One of the most interesting aspects of the CDTV was the fact that it was based on the standard Amiga chipset and 68000 CPU. In fact, with the addition of a keyboard, infrared mouse, and external disk drive, the unit acts just like an Amiga 500 with a built in CD-ROM. It's ROM contains Kickstart 1.3, two additional EPROMs providing the CD functionality. These EPROMs are incompatible with Kickstart 2.0 and above but developers received updated versions that would work with newer Kickstarts without losing the use of the CD-ROM. These updated chips were never released. The base unit has 1meg of RAM. Along the rear of the unit are two option spaces, one for the video output and one for a Genlock or other peripheral made for the unit. The normal video option card had outputs for composite and S-video, as well as a RF modulator output for NTSC to a TV. Above this are standard Amiga connections for parallel, serial, dual RCA audio jacks, RGB and external floppy ports, as well as MIDI in and out and CDTV specific keyboard and mouse/joystick ports. The keyboard for the CDTV is identical to that of the Amiga 4000 with the exception that it is black in color and it was produced prior to the introduction of the A4000. The CDTV's CD-ROM was a single speed drive, proprietary in nature and utilized standard Sony-style disc caddies. The CDTV is the only Amiga to ship with built-in MIDI capabilities.

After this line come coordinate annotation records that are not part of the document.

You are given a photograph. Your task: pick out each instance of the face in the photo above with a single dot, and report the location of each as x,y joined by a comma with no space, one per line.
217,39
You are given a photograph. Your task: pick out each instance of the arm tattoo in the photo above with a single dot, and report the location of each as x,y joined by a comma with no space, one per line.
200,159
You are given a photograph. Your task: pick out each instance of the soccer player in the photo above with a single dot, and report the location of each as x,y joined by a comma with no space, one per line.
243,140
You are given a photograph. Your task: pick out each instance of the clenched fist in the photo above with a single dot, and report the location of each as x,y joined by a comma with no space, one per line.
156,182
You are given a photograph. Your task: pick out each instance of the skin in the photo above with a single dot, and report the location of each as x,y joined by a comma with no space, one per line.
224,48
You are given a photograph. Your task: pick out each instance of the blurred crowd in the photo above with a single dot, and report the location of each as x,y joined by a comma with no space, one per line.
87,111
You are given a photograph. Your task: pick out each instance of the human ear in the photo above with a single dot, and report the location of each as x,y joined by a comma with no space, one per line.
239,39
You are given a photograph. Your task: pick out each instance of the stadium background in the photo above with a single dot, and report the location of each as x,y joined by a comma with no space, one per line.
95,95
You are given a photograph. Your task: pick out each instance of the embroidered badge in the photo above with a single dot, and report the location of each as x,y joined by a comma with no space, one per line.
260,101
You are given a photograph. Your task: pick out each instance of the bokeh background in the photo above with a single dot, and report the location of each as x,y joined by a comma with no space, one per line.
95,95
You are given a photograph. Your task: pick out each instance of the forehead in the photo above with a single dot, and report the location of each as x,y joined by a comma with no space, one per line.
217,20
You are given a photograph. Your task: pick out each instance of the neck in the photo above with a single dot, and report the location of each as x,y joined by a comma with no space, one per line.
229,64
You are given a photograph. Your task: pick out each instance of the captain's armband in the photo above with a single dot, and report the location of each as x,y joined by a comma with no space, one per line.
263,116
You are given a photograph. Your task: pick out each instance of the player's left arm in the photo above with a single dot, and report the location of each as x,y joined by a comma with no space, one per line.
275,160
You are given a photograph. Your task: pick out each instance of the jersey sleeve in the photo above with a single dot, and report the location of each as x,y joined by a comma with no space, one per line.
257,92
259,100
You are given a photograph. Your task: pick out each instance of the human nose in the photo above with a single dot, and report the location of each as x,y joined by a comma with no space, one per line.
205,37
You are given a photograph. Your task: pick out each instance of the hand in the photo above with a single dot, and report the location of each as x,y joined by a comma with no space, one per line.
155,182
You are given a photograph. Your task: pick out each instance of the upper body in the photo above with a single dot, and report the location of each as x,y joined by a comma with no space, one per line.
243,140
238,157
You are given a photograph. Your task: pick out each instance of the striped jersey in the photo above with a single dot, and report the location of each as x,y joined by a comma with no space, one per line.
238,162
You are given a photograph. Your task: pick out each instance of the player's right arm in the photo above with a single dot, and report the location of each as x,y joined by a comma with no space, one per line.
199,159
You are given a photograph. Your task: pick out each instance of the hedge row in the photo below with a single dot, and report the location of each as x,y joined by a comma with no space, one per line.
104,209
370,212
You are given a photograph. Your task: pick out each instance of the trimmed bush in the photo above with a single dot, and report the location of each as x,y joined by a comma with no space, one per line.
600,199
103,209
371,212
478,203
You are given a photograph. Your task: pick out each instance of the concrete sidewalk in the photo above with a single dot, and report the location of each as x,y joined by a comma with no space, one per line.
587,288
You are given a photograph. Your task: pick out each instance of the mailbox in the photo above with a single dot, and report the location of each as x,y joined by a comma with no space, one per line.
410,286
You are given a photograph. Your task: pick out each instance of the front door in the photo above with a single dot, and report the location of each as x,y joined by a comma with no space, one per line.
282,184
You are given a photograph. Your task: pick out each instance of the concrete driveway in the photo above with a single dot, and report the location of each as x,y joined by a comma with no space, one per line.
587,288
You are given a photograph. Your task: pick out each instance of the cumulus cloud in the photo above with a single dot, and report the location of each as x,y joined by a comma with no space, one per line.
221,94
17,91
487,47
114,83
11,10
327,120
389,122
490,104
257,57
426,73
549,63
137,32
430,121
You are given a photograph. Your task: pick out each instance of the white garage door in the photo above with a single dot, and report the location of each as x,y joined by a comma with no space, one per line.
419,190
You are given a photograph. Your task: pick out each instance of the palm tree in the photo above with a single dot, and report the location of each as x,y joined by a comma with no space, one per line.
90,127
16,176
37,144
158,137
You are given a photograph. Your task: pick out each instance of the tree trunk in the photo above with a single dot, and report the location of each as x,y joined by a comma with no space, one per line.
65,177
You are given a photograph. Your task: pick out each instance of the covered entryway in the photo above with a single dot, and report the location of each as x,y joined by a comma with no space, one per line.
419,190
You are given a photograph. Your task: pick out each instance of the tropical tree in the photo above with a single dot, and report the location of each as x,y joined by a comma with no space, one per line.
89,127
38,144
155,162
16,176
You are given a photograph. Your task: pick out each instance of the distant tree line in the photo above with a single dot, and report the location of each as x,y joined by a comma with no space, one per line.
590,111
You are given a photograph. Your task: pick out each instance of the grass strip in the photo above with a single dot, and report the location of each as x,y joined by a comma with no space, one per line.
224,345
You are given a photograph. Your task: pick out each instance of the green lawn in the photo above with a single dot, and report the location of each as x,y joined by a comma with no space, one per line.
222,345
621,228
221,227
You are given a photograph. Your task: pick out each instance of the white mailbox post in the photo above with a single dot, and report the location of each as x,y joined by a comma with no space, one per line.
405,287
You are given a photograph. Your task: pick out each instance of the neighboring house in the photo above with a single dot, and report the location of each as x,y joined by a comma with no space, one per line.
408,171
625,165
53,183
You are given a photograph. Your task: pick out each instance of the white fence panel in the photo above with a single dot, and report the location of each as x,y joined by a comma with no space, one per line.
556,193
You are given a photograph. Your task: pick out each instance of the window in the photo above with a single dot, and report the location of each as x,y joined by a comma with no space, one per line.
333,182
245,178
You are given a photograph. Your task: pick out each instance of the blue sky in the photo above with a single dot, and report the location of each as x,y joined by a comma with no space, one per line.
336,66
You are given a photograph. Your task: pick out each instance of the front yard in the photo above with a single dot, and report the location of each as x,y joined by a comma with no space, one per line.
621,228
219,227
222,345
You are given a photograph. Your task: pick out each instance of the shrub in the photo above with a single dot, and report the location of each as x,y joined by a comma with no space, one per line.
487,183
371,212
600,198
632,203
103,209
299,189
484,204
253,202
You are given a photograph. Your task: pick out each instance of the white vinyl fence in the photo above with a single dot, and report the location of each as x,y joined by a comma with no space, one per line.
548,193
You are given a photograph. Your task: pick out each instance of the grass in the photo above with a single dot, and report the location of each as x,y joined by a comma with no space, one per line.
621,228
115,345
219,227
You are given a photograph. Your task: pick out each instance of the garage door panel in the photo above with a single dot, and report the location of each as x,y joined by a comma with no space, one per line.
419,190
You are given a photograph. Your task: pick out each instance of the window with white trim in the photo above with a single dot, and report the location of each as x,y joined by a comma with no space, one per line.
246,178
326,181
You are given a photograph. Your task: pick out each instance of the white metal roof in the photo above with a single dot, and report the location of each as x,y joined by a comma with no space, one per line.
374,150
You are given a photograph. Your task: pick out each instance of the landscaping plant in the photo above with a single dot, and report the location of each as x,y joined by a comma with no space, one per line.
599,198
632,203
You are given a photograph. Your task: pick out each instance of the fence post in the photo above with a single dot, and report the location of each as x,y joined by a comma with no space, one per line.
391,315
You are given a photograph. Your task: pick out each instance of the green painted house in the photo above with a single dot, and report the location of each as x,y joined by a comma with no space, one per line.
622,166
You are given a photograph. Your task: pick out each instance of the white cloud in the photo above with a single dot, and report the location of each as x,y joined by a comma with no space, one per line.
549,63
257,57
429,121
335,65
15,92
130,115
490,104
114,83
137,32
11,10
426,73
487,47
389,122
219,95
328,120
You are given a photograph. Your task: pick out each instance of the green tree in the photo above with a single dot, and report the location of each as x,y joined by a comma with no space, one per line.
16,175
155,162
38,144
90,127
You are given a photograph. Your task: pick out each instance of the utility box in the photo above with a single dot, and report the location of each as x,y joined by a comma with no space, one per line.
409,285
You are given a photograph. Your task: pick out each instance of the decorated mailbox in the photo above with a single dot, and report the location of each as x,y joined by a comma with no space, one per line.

The CDTV keyboard, wired mouse, and CD 1411 disk drive were all part of the Professinal Pack that was included as an optional extra with some CDTV's. The 1411 disk drive is identical to the Amiga 1011 drive but is black in color to match the CDTV. Other items available for the CDTV include the CD1300 genlock, the CD1321 SCART video adapater, an external SCSI hard disk, and a SCSI controller that used the single open expansion slot in the rear of the CDTV. There were many 3rd part upgrades as well and Commodore even had plans for a LAN adapter, though it's unknown if it even reached the prototype stage. Commodore also produced a black version of the 1084 monitor for it.
On April 29, 1994 Commodore International shut it's doors. Early in 1995, German PC-manufacturer ESCOM bought Commodore, though they themselves would go into receivership the next year.